From Kirkus Reviews:
Noting that cultural wars tend to precede the shooting kind, sociologist Davison (Univ. of Virginia; Culture Wars, 1991, etc.) opens here with some pretty hair-raising prognostications: the last time America was rent by such bitterly acrimonious debate over fundamental issues of political ideology was just prior to the Civil War. Essentially, this is an overview of the abortion question, for the author takes it as axiomatic that all questions in contemporary ideology are ultimately about the body, which itself stands as a metaphor and reflection of the ``body politic.'' This interesting point of departure, though, doesn't lead Hunter to a very convincing scenario when he suggests that the gunning down of abortion provider Dr. David Gunn in Florida in February 1993 was the first shot in a real, not discursive, war. The author, however, is more effective at showing how public debate has become reduced to a level of antidemocratic and intolerant caricature and slander. Bias in the press goes largely unpunished and unexamined, he claims, and it is indeed curious to learn that the number of anti- abortionists arrested (over 65,000) between 1987 and 1991 is higher than the number of those arrested from any other organized protest movement this century.
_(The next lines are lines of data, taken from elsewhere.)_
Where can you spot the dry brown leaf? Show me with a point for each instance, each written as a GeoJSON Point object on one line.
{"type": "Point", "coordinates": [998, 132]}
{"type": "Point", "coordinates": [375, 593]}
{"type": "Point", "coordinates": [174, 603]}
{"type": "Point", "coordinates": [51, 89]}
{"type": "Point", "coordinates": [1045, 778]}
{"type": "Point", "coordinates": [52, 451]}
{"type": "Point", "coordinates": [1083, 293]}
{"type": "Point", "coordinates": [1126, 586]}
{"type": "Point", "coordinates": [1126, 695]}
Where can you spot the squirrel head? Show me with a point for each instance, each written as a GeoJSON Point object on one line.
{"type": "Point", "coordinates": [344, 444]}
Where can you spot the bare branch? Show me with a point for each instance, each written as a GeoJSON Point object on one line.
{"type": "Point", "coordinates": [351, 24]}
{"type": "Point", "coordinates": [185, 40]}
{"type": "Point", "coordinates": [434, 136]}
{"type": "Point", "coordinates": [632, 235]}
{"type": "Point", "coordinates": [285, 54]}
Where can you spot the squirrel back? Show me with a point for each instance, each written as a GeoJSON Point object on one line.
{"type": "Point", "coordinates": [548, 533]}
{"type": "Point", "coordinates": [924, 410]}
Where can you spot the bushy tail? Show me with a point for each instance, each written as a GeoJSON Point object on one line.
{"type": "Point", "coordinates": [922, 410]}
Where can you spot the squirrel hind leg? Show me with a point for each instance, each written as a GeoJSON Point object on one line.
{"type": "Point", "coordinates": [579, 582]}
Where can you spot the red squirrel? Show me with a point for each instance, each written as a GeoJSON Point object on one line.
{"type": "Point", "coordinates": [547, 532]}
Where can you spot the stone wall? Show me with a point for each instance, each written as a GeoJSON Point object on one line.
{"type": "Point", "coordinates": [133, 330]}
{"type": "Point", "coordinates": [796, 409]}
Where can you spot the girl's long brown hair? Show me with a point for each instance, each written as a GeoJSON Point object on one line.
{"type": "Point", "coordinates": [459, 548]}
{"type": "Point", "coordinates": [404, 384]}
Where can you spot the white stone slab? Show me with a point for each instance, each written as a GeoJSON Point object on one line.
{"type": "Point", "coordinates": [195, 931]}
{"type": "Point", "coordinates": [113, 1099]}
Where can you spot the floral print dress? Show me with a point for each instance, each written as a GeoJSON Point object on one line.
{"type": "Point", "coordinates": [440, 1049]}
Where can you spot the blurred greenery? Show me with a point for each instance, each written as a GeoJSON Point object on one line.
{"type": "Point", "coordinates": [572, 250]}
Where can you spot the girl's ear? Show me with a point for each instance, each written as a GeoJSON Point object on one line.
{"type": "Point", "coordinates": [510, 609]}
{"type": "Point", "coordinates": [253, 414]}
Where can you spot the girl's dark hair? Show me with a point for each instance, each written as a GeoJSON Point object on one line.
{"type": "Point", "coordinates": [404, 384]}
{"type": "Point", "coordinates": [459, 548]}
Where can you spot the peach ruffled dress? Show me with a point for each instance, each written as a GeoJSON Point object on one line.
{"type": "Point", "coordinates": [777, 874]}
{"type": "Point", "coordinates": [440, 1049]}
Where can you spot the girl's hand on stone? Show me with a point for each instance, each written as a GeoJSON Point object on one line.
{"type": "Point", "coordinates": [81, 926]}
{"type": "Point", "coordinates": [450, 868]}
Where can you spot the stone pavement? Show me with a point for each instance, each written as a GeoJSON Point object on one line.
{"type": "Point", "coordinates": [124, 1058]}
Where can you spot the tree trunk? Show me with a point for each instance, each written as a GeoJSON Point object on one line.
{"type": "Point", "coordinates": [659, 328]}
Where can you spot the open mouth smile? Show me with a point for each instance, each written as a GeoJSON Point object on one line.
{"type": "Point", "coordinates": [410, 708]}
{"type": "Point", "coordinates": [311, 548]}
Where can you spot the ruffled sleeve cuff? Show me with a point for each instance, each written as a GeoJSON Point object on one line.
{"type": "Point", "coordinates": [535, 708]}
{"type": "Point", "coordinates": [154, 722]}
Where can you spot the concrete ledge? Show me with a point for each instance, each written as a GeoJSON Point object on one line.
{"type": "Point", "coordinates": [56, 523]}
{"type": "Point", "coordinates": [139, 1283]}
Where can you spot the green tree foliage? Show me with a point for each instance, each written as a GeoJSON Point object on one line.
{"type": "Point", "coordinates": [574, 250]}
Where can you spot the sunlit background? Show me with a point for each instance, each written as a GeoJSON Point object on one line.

Hunter is not rushing to the defense of pro- lifers here, but he is merely pointing to the trivialization of the abortion issue in the media and the consequent veering away from true democracy that such a skewing entails. Although he exaggerates the significance of the abortion issue with regard to the continued existence of an American cultural unity, Hunter does make shrewd and intriguing points about the media and their ever-accelerating moronism--though hardly ones we have not heard before. -- Copyright ©1994, Kirkus Associates, LP. All rights reserved.
From Publishers Weekly:
Hunter follows up his 1991 book Culture Wars with this extended case study of the seemingly intractable abortion controversy, astutely probing the shortcomings in the current discourse. He carefully lays out the rhetorical distortions of activists on both sides and points out unarticulated interests like the unwillingness of "pro-lifers" to question the concept of "traditional family." Analyzing interviews and survey data, he suggests that most Americans are ignorant of actual abortion regulations, which leads to a politics of emotion. He criticizes the superficiality of press coverage in probing the implications of the controversy, conservatives and progressives alike who misrepresent the historical and legal record, and he warns that multicultural education may reinforce a "culture of emotivism." Hunter's solution, however--"an enlarged and deepened debate," beginning in local and regional forums--deserves a more thorough exposition.